El niño todavía no se acuerda en qué momento decidió escalar la montaña, pero siempre recordará el camino que siguió.
Era descaradamente cuesta arriba, aunque de vez en cuando hacía un guiño al caminante con un tramo plano. Se notaba que era obra de Nuestra Señor, pues al igual que este, apretaba pero no ahogaba. O eso decían, pues a pesar de su espléndida forma de niño deportista, no podía respirar sin parecer un perro sediento. Cuando miraba a lo alto, parecía que cada vez quedaba más para llegar a la cima. Miraba para atrás, esperando encontrar consuelo en las vistas, que ahora, entre jadeos, no parecían bonitas, no parecían nada. Miraba y veía árboles con colores del otoño. Había pocas nubes y daba mucho el sol, más de lo que había planeado. Otro día hubiera agradecido los rayos que le daban suavemente en la cara, pero ese día unos inoportunos goterones de sudor bajaban por su frente. Con cuidado de no meter el pie en ninguna de las madrigueras que habían construido, sin pedir permiso a nadie, los conejos; pues sin ojo arquitectónico invadían el camino, que ya de por sí estaba lleno de obstáculos. Agradecía las retamas, que hacían las veces de barandilla, no van a ser malas todas las cosas que se iba encontrando. Para añadir emoción, llegaron las piedras sueltas, esas en las que un paso en falso movían y caían rodando cuesta abajo y recordaban al niño lo fácil que era bajar con los pies por delante.

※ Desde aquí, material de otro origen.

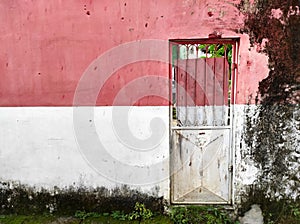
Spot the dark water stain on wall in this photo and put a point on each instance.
(272, 135)
(21, 199)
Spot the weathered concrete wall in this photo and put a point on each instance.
(59, 55)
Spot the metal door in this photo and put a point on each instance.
(203, 78)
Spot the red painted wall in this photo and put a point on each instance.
(47, 45)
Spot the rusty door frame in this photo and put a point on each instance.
(235, 42)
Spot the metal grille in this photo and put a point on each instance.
(203, 80)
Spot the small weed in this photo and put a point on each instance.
(84, 215)
(199, 214)
(140, 213)
(120, 215)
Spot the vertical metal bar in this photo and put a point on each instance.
(225, 87)
(235, 48)
(214, 89)
(205, 88)
(186, 84)
(177, 93)
(195, 87)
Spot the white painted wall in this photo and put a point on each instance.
(42, 147)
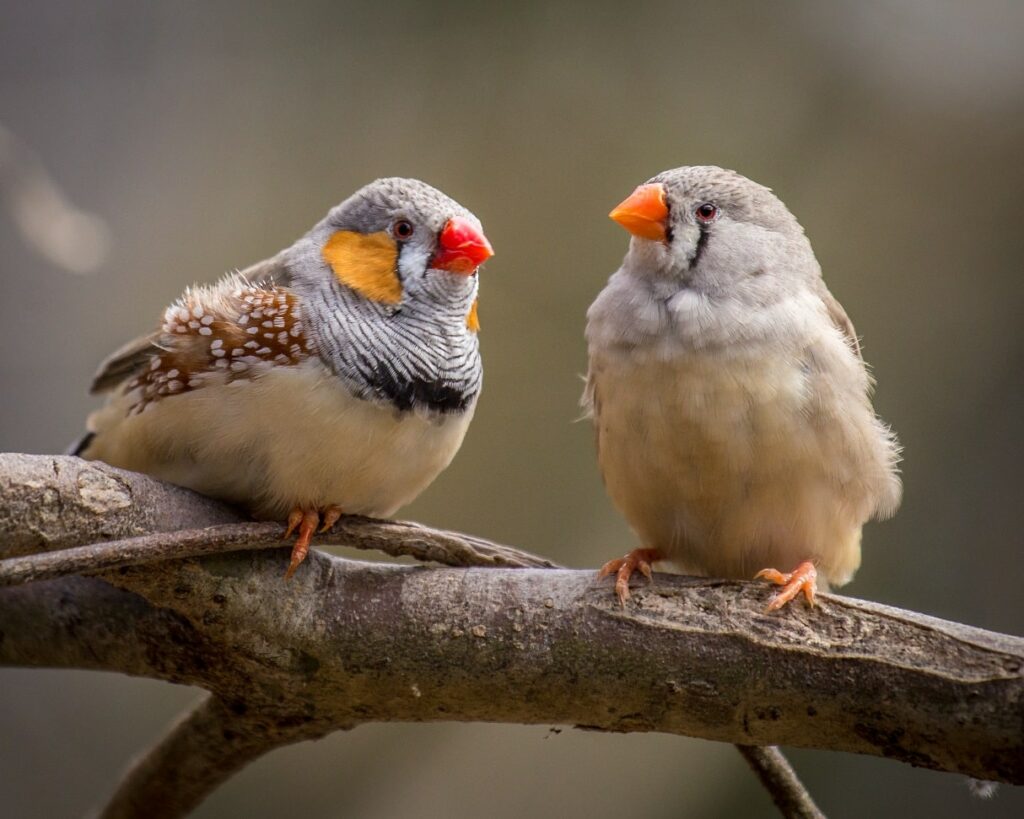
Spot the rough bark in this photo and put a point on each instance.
(347, 642)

Buscaba una sombra en la que refugiarse, pero parecía que los árboles se habían quedado a los pies de la montaña; les había dado pereza subir y el niño lo entendió perfectamente. Sólo unos valientes arbustos habían sido intrépidos y retorcían sus ramas de la manera más original para estar en equilibrio en la empinada ladera. Según se acercaba a la cima, había menos obstáculos pero era la senda más empinada. En algún momento tuvo que ir a cuatro patas, se agarraba fuerte con los puños a la tierra y no miraba a ningún otro lado que no fuera el suelo, por no caer. La concentración era tal que no se dio cuenta cuando había llegada al pico.

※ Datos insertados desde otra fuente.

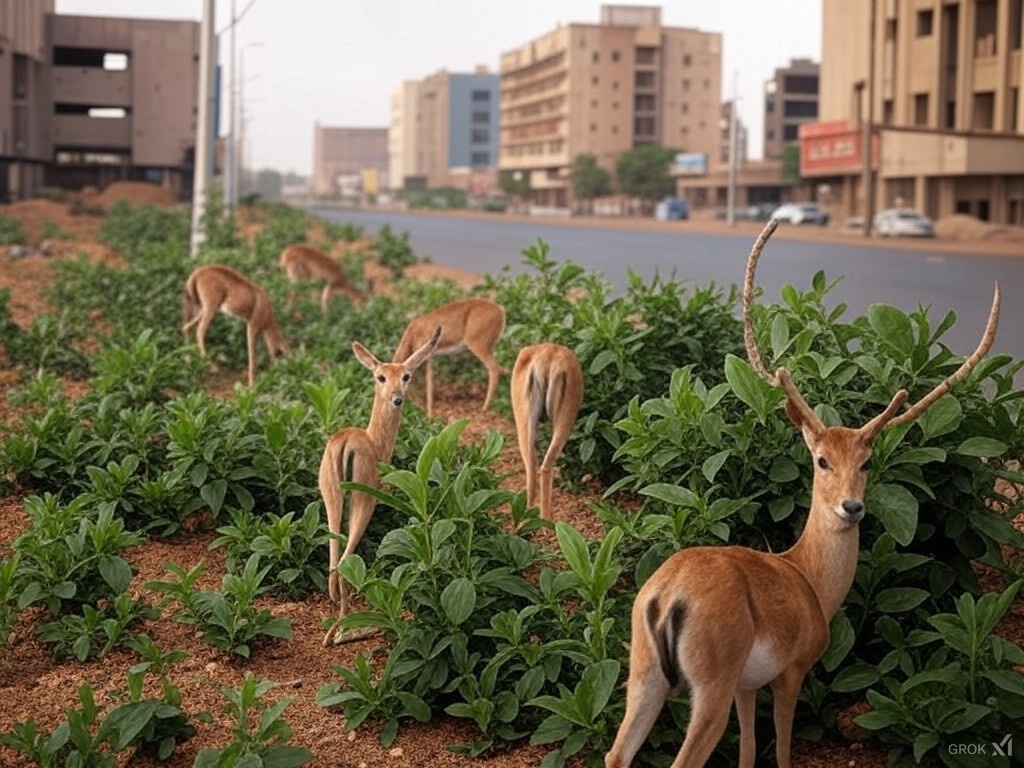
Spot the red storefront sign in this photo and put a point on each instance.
(830, 148)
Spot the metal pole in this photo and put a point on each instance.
(866, 138)
(231, 164)
(204, 125)
(730, 205)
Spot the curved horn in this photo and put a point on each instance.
(986, 341)
(753, 353)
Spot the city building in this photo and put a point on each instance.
(90, 100)
(791, 100)
(444, 132)
(936, 86)
(349, 163)
(602, 89)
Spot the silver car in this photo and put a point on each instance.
(902, 222)
(801, 213)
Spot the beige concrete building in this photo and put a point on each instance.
(605, 88)
(938, 83)
(90, 100)
(26, 108)
(349, 162)
(443, 132)
(791, 100)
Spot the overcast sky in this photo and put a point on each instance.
(336, 61)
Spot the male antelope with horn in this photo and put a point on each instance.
(726, 621)
(353, 454)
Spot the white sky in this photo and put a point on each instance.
(337, 61)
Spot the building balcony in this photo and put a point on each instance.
(79, 85)
(81, 131)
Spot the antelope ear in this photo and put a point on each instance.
(365, 356)
(418, 357)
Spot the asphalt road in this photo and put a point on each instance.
(937, 274)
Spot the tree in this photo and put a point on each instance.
(589, 179)
(643, 172)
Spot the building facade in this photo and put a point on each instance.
(931, 88)
(349, 163)
(791, 100)
(602, 89)
(444, 131)
(87, 100)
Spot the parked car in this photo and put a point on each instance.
(801, 213)
(902, 222)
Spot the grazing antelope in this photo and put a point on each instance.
(303, 262)
(547, 383)
(466, 324)
(215, 287)
(725, 621)
(353, 454)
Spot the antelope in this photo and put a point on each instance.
(303, 262)
(215, 287)
(353, 454)
(547, 383)
(726, 621)
(466, 324)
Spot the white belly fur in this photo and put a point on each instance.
(761, 667)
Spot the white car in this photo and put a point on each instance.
(801, 213)
(902, 222)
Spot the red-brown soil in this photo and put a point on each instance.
(33, 685)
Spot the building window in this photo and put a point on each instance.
(984, 29)
(643, 102)
(984, 112)
(921, 109)
(926, 18)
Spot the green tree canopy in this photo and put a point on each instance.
(589, 179)
(643, 172)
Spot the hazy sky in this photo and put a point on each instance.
(337, 61)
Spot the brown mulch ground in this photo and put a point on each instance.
(33, 685)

Después de las horas agónicas, que parecieron muchas más que las que de verdad fueron (el tiempo sabe cómo hacer que se alarguen los minutos sólo cuando uno sufre) había llegado al punto más alto. Había llegado a la vez que muchos otros que habían seguido cada uno su camino. Le tranquilizó más haber acabado que las vistas, en las que los demás se regodeaban. Después de unos momentos de descanso, pudo, por fin, apreciarlas como es debido. Pero siendo sincero, todavía no sabía si compensaba la subida, pues vistas bonitas hay también al nivel del mar. A la hora en la que las sombras de la montaña se parecen azules, precediendo la puesta de sol y sus tonos naranjas, vio que, estando más cerca del sol, los atardeceres son diferentes. Ni mejores ni peores, diferentes.

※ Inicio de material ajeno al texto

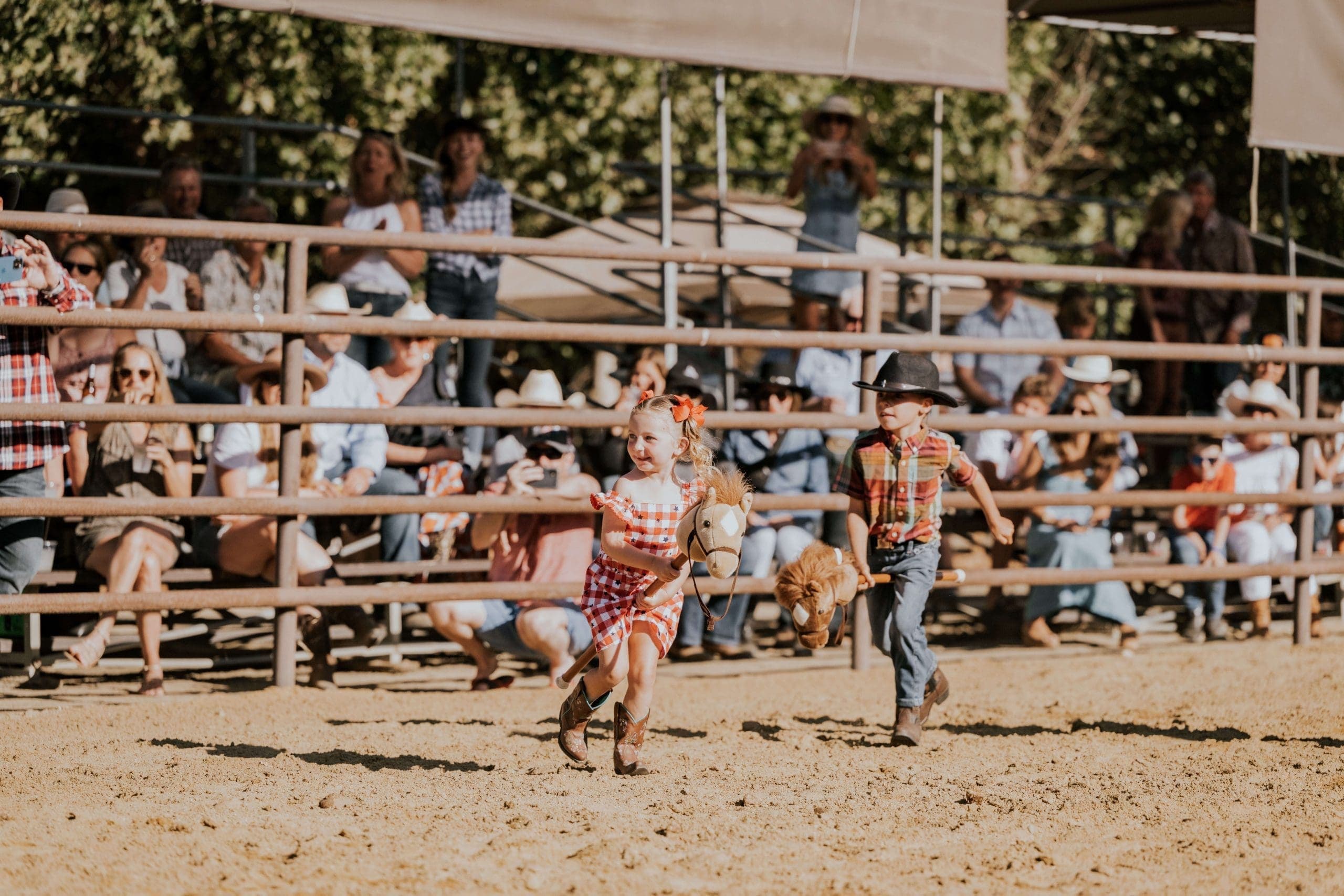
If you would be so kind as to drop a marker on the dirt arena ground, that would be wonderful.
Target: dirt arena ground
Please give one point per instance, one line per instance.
(1213, 769)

El camino que siguió el niño para subir la montaña, no fue el más fácil ni el más corto aunque tampoco, os diré, que fue ni el más peligroso ni el más largo. Él no lo eligió, subió por el que subió, sin cuestionarse su suerte, sin mirar por el que subía otro. Sin preocuparse por otra cosa que no fuera subir. Porque de eso se trataba, de subir la montaña, de llegar a la cima. Daba igual el cómo y el porqué; la mayoría de las veces da igual. Da igual si compensa o no compensa, da igual todo. Porque sólo importa subir.